Including the IMF package, the country is set to receive more than $10 billion in loans from multilateral lenders, President Lenin Moreno said Wednesday, in a brief televised address.

“Thanks to the firm decisions I have made, we are not what today is Venezuela,” Moreno said.

Moreno has tried to rein in spending, including a 10 percent cut to staff at state-owned companies, including the oil companies Petroamazonas and Petroecuador. The nation’s growth rates slowed sharply after oil prices crashed in 2014-2015.

Ecuador had to pay 10.75 percent on the $1 billion of dollar bonds it sold last month, one of the steepest yields for a sovereign since the global financial crisis, as the nation had difficulty in accessing credit.

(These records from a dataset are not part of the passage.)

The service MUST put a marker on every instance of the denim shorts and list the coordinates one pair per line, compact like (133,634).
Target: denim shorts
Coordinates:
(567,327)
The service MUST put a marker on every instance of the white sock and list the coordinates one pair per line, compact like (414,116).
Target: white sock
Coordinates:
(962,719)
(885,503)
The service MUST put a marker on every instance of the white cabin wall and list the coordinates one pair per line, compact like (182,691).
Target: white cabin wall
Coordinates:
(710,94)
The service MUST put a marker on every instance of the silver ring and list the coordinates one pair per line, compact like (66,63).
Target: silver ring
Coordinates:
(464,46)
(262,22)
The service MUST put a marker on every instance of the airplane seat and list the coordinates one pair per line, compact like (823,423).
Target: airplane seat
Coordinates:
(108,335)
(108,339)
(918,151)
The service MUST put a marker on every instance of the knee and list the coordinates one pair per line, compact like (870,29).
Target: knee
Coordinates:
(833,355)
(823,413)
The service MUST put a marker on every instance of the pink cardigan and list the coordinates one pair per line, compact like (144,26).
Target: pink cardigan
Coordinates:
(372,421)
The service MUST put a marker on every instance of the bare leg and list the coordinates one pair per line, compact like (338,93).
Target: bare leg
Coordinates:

The staff-level agreement requires the approval of the IMF’s directors. The other lenders are the World Bank, Inter-American Development Bank, the Andean Development Corporation, the European Investment Bank, the Latin American Reserve Fund and the French Development Agency, Moreno said.

The government’s 2028 benchmark bonds have rallied this month amid speculation that an IMF deal would be reached, sending yields down 17 basis points to 9.68 percent. The economy will grow 0.6 percent this year, according to analysts surveyed by Bloomberg, down from 1.1 percent last year.